VRSS-2
- Mission type: Earth observation
- Operator: Bolivarian Agency for Space Activities
- COSPAR ID: 2017-060A
- SATCAT no.: 42954
- Mission duration: 5 years

Spacecraft properties
- Bus: CAST 2000
- Manufacturer: China Great Wall Industry Corporation China Academy of Space Technology
- Launch mass: 975 kilograms (2,150 lb) at launch
- Power: @1700Kw

Start of mission
- Launch date: 9 October 2017, 04:12 UTC
- Rocket: Chang Zheng 2D
- Launch site: Jiuquan LA-4/SLS-2
- Contractor: SAS

Orbital parameters
- Reference system: Geocentric
- Regime: low Earth orbit
- Eccentricity: 0.0023
- Perigee altitude: 634.6 kilometres (394.3 mi)
- Apogee altitude: 663.7 kilometres (412.4 mi)
- Inclination: 98.00
- Period: 97.6
- Epoch: 17350.82709734

= VRSS-2 =

Venezuelan remote sensing satellite

VRSS-2 (Venezuelan Remote Sensing Satellite-2), also known as (Satellite) Antonio José de Sucre, is the second Venezuelan remote sensing satellite, and the third Venezuelan satellite after VRSS-1. It will be used to study Venezuelan territory and support planning, agriculture and disaster recovery.

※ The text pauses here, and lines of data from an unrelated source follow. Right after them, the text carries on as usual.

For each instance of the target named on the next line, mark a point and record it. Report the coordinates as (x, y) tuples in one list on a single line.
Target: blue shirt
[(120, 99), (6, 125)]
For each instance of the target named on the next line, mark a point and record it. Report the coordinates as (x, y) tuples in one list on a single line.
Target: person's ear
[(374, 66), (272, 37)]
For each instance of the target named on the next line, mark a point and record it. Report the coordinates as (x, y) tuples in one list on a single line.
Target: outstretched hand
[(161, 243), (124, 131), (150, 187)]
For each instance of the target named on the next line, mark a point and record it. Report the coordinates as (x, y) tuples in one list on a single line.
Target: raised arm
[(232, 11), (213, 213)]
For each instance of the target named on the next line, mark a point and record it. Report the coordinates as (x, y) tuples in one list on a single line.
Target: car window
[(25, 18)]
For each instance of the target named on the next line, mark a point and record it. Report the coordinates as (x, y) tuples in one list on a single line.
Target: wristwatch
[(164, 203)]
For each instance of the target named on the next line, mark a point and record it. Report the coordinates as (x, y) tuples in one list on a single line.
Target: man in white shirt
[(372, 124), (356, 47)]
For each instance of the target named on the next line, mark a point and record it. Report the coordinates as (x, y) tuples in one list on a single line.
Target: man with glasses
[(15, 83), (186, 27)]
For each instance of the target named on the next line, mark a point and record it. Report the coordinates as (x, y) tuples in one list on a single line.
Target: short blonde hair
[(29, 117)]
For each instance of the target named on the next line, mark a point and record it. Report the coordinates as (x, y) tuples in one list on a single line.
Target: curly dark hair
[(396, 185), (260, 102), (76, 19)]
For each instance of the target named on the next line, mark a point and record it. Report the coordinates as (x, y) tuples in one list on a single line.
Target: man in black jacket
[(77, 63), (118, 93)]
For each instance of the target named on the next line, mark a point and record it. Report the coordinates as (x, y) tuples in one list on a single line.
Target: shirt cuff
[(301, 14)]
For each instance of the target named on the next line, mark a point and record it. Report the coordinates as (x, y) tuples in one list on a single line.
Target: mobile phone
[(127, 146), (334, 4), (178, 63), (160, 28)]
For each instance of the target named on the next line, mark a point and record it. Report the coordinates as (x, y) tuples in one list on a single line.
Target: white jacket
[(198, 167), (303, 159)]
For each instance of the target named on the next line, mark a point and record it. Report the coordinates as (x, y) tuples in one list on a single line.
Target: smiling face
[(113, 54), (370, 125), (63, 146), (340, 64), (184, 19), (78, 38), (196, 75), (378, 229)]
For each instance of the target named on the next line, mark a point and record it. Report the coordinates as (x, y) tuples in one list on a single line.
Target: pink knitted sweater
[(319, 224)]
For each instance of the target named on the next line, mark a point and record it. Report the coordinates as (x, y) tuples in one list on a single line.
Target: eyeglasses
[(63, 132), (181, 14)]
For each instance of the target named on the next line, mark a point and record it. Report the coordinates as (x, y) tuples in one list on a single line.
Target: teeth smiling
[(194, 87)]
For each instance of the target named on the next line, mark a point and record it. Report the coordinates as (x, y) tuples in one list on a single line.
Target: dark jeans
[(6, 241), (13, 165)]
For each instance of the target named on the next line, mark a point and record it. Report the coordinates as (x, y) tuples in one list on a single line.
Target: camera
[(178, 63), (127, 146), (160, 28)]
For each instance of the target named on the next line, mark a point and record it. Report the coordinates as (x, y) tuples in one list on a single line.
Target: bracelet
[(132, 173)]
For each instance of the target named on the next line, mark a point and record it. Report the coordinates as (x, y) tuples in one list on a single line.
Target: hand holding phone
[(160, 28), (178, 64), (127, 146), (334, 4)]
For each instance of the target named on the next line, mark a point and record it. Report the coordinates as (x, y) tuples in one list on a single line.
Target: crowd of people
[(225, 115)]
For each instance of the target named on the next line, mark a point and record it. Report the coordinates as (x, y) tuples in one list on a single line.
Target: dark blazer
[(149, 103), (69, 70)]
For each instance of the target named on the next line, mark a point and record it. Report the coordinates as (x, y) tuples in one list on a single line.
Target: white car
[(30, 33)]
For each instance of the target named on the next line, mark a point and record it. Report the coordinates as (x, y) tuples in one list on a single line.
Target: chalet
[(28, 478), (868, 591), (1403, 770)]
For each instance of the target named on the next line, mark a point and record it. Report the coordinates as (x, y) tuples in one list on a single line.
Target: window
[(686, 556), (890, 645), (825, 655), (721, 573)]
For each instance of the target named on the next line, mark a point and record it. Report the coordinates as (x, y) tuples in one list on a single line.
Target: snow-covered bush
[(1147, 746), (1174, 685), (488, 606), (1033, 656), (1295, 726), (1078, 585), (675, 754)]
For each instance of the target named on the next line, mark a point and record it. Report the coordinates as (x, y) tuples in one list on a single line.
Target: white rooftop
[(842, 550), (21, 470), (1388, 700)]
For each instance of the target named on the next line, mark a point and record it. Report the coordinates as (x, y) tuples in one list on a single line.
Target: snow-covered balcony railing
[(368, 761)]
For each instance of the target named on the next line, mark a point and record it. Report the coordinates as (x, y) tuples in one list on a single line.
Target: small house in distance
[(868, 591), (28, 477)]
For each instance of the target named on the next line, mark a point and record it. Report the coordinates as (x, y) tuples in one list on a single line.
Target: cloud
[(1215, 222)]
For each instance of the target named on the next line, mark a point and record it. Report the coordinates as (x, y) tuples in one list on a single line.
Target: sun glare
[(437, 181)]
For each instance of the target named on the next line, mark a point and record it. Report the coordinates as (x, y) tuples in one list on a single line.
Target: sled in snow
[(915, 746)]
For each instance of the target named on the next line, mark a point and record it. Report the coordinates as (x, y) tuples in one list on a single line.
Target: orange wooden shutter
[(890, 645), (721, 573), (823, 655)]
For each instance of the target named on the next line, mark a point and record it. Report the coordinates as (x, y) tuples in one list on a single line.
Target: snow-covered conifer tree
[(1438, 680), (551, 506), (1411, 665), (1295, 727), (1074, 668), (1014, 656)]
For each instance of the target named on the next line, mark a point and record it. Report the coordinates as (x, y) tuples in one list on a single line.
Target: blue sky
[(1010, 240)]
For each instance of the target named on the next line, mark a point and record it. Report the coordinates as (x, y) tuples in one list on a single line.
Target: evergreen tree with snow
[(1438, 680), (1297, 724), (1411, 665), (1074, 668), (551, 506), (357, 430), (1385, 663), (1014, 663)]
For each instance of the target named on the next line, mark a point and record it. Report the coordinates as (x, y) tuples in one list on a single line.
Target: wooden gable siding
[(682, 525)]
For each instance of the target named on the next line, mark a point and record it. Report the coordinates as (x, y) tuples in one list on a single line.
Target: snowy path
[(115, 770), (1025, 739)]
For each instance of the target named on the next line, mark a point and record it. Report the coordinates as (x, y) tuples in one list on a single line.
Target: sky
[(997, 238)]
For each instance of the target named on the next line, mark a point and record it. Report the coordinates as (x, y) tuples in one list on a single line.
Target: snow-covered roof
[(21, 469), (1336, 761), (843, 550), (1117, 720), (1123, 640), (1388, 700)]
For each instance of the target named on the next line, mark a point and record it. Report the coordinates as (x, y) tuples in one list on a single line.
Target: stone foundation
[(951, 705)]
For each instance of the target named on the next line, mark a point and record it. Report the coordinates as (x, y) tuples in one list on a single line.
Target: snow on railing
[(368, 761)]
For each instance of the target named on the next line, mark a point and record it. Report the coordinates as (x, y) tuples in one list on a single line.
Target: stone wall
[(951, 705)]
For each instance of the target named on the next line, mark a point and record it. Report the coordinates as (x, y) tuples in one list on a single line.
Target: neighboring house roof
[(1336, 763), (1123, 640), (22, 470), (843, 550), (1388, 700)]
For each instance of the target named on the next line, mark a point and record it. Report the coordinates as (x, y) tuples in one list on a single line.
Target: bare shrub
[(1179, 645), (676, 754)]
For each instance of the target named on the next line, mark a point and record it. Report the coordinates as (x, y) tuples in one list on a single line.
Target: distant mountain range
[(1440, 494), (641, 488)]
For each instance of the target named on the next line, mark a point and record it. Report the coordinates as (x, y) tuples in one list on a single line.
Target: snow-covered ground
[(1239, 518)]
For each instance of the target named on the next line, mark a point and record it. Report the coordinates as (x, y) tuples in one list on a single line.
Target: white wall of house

It was built and launched by the Chinese and has been named after Venezuelan revolutionary Antonio José de Sucre.

==Satellite==

The satellite was built after a contract between Venezuela and China was signed in Caracas on 5 Oct 2014, and follows from their previous collaboration on VRSS-1 Miranda Remote Sensing Satellite. The contract, worth 170 million USD, The main contractor is China Great Wall Industry Corporation and the satellite is based on the CAST 2000 bus developed by the China Academy of Space Technology.

The satellite contains two different cameras, High Resolution Camera (HRC) and Infrared Camera (IRC). The highest resolution band 0.98 m GSD in panchromatic, and 4 m GSD in multispectral. The Infrared cameras have a resolution of (Long Wave) 60 m and (Short Wave) 30 m GSD, totaling 10 spectral bands.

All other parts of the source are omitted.